I get bored living similar lives. That’s the reason I became an actor in the first place. It gives me a thrill to play different characters and live different lives. After Pataakha, I got similar roles, but I didn’t want to do them because I had already lived that life. I didn’t want to go there again. Making those choices has been very intentional. I don’t put myself in a box and I don’t want the audience to put me in one. I don’t want anyone to say, ‘Arre, yeh toh sirf intense roles karti hain’. Or conversely, ‘She can only play the girl next door’. So whenever I see a tag coming my way, I consciously sidestep and say, ‘Hey, I am not that!’
All the projects I have done so far have been different, and so will Feels Like Ishq and Shiddat (co-starring Sunny Kaushal, Mohit Raina and Diana Penty) be. I also love the different processes that come with making a film. For Ray, I had to learn a dialect, for Angrezi Medium I had to live in Udaipur and for Pataakha, I had to spend time in a village....
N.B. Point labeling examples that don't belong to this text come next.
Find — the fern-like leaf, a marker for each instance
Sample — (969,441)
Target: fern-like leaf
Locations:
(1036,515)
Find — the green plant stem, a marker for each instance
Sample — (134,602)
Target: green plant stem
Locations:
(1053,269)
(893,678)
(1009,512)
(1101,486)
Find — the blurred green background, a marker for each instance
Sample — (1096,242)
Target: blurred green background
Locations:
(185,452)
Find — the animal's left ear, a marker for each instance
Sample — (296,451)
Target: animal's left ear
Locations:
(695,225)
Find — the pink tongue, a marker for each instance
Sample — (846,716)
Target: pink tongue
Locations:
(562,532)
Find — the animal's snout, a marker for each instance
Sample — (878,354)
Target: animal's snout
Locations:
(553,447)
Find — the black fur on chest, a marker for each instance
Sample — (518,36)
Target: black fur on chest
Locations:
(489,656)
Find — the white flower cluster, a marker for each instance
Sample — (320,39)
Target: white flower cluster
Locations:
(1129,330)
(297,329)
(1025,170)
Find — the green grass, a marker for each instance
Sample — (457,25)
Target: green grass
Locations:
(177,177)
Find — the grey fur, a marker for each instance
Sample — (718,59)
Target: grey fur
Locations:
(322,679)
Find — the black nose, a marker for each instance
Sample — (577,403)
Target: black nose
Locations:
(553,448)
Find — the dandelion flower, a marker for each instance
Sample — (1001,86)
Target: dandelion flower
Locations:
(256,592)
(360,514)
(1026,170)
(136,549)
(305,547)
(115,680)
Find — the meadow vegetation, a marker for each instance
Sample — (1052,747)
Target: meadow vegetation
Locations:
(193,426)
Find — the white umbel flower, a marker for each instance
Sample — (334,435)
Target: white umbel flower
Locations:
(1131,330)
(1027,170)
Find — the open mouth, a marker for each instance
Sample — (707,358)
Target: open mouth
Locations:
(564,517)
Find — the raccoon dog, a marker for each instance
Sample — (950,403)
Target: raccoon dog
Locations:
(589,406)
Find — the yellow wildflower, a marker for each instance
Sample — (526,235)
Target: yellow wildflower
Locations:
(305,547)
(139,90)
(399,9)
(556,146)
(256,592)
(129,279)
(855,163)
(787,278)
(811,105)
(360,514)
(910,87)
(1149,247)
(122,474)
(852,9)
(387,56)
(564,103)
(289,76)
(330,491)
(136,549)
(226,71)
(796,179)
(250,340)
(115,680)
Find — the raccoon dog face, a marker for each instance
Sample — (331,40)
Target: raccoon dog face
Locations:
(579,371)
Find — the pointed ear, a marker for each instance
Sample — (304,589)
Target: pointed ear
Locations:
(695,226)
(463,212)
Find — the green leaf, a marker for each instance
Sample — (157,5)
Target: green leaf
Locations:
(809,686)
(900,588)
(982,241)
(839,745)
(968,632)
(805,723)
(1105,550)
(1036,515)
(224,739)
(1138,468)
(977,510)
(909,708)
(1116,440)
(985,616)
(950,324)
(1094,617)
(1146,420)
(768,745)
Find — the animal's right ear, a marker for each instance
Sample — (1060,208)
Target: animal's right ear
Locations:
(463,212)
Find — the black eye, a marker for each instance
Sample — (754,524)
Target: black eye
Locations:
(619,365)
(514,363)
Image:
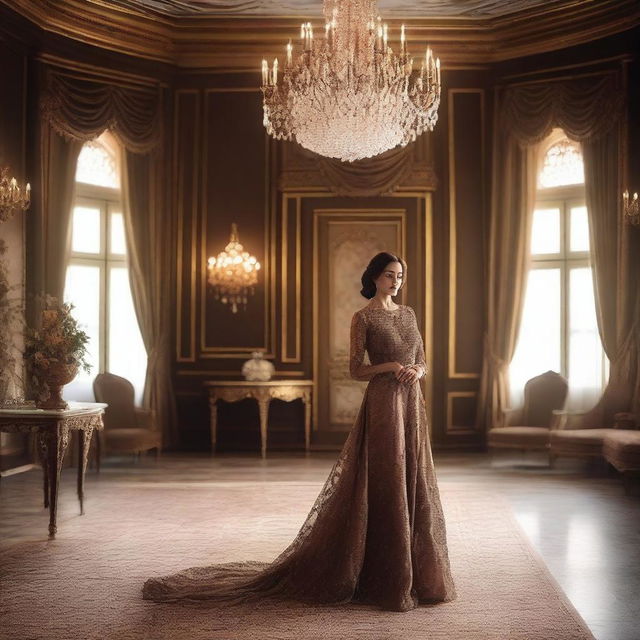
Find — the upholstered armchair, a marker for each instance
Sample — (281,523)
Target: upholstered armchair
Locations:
(127,428)
(582,434)
(528,427)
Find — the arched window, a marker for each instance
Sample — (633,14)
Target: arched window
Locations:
(559,328)
(97,279)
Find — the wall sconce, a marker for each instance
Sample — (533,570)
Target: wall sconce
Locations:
(12,196)
(631,208)
(233,274)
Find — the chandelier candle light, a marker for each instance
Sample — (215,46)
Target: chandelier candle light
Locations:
(12,196)
(631,208)
(348,95)
(233,274)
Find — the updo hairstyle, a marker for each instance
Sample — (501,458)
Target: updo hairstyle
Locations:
(377,265)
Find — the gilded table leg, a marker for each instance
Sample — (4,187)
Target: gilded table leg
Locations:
(84,442)
(56,443)
(307,423)
(213,408)
(263,406)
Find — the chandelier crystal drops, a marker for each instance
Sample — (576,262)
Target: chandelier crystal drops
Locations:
(347,95)
(13,197)
(233,274)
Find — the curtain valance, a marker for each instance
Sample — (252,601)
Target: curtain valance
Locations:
(81,109)
(586,108)
(369,177)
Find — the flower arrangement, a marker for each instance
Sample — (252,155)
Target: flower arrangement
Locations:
(54,352)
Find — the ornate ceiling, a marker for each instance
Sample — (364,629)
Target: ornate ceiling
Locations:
(233,35)
(397,8)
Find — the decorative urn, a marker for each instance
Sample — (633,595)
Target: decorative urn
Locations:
(257,368)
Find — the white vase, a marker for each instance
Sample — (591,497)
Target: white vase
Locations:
(257,368)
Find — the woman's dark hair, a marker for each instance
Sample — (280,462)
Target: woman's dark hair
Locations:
(375,267)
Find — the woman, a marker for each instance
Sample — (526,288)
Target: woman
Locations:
(376,533)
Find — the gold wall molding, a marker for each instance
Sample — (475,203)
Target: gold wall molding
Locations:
(268,347)
(336,217)
(179,171)
(233,372)
(425,250)
(93,72)
(451,397)
(284,310)
(209,42)
(453,249)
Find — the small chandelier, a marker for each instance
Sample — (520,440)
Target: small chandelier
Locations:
(12,196)
(347,95)
(233,274)
(631,208)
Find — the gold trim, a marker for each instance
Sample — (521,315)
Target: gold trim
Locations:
(453,248)
(578,65)
(342,212)
(284,311)
(229,372)
(179,207)
(451,396)
(213,352)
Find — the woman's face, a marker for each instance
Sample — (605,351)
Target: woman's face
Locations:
(390,280)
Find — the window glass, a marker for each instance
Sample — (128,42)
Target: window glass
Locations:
(538,348)
(585,369)
(127,355)
(97,166)
(562,165)
(86,226)
(579,222)
(545,231)
(97,279)
(117,239)
(82,289)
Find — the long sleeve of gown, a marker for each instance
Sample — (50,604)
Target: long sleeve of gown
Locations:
(420,356)
(357,370)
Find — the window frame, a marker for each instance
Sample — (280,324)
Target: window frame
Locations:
(109,201)
(564,198)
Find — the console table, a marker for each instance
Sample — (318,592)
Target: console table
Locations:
(263,392)
(53,429)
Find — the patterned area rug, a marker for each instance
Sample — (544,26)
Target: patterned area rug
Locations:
(86,583)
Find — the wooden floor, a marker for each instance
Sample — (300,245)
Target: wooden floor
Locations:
(583,525)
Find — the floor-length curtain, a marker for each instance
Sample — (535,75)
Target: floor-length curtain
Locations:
(589,109)
(148,239)
(615,274)
(513,200)
(59,160)
(79,107)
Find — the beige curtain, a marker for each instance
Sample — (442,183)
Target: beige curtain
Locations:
(513,199)
(148,244)
(615,250)
(590,110)
(59,158)
(79,108)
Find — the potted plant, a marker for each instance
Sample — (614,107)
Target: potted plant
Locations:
(54,352)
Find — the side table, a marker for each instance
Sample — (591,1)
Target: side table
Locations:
(53,429)
(263,392)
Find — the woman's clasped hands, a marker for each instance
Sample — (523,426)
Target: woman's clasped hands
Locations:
(407,373)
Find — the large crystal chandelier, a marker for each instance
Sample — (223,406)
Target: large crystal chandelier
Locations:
(13,197)
(233,274)
(347,95)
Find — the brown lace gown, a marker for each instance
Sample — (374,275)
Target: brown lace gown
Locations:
(376,533)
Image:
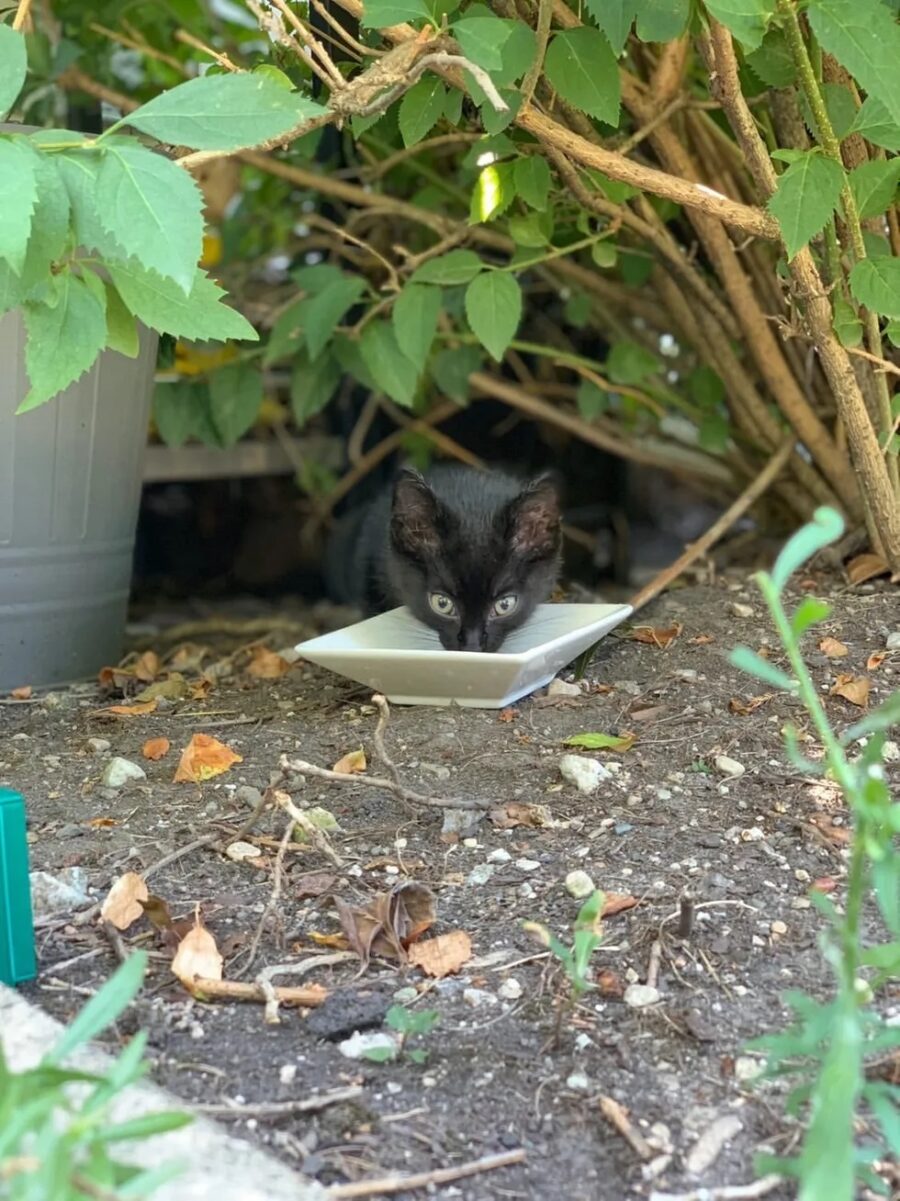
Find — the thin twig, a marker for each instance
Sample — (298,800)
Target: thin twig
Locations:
(424,1179)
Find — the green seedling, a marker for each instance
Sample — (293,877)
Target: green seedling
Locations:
(407,1025)
(55,1127)
(824,1051)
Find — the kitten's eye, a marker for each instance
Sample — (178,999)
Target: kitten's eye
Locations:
(506,605)
(441,604)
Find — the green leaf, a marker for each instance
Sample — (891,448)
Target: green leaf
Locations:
(846,322)
(531,178)
(160,304)
(874,186)
(805,198)
(660,21)
(234,399)
(381,13)
(493,304)
(745,18)
(773,63)
(582,67)
(876,125)
(827,526)
(451,370)
(18,196)
(745,659)
(63,341)
(875,282)
(322,315)
(152,208)
(629,363)
(482,40)
(601,741)
(415,321)
(453,268)
(493,193)
(809,613)
(222,112)
(313,384)
(392,371)
(863,35)
(13,65)
(102,1009)
(615,18)
(120,326)
(421,109)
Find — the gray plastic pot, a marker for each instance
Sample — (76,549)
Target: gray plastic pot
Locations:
(70,488)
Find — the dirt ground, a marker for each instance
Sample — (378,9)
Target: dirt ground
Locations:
(669,822)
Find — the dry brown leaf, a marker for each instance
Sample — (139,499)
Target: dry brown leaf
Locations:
(743,707)
(656,635)
(267,664)
(833,647)
(197,955)
(516,813)
(351,764)
(866,567)
(148,667)
(443,955)
(155,748)
(137,710)
(389,922)
(203,758)
(314,884)
(852,688)
(123,906)
(617,902)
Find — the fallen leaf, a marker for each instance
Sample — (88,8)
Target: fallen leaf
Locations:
(352,764)
(443,955)
(148,667)
(617,902)
(389,922)
(197,955)
(743,707)
(833,647)
(866,567)
(601,741)
(155,748)
(520,813)
(138,710)
(123,906)
(267,664)
(203,758)
(852,688)
(656,635)
(314,884)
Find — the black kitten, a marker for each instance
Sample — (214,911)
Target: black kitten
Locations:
(469,553)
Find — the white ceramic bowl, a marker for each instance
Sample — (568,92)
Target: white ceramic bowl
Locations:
(398,656)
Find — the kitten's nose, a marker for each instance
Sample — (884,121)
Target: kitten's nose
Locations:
(471,639)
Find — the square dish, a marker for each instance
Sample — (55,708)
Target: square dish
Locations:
(398,656)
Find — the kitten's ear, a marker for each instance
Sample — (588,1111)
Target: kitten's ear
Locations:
(415,515)
(534,519)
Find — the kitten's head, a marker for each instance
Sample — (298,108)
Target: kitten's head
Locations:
(474,574)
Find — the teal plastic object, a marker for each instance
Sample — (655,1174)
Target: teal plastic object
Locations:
(17,928)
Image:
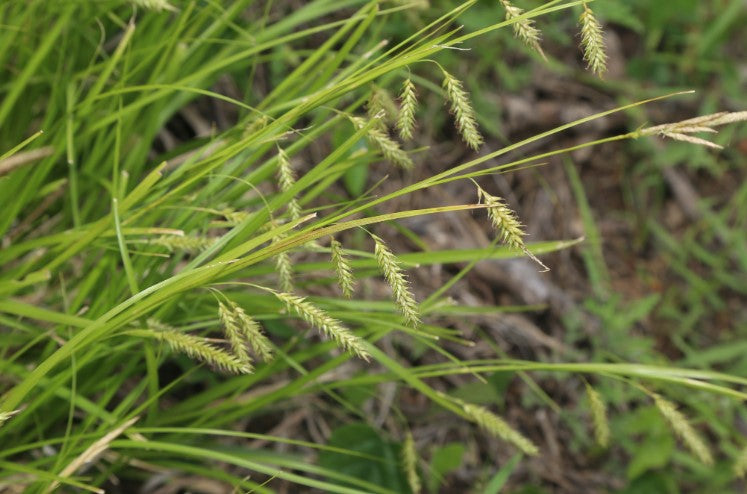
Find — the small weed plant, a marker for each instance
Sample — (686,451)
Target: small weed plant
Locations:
(162,298)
For a young actor like you, who is at the beginning of her career, how easy or tough is it to say ‘no’ to roles which may mirror something that you have already played, but is a big project that will guarantee you immense visibility?
A lot of factors come into play. I got lucky with my first two films... Mard... and Pataakha were very different from one another. I wasn’t in a position to choose those scripts, I just wanted to work with these amazing directors. I just did those films. I auditioned for Angrezi Medium because I didn’t want to miss out on the opportunity of working with THE Irrfan Khan! After Angrezi Medium, I managed to get to the position of choosing films, and after that I have made a conscious choice not to get typecast.
Which co-star have you learnt the most from?
It has to be Irrfan Khan. He was a genius and was so cool in himself. I learnt so much just observing him. Even though I haven’t worked with them so far, I really look up to Vidya Balan, Taapsee (Pannu), Kangana (Ranaut) and Alia (Bhatt)... they are the ones who started this trend of female-centric films. They broke barriers and paved the path for all of us who came later. Priyanka Chopra is doing so well globally.
I easily get inspired by people around me. It can even be my house help or my driver, the lives that they live. They really inspire me.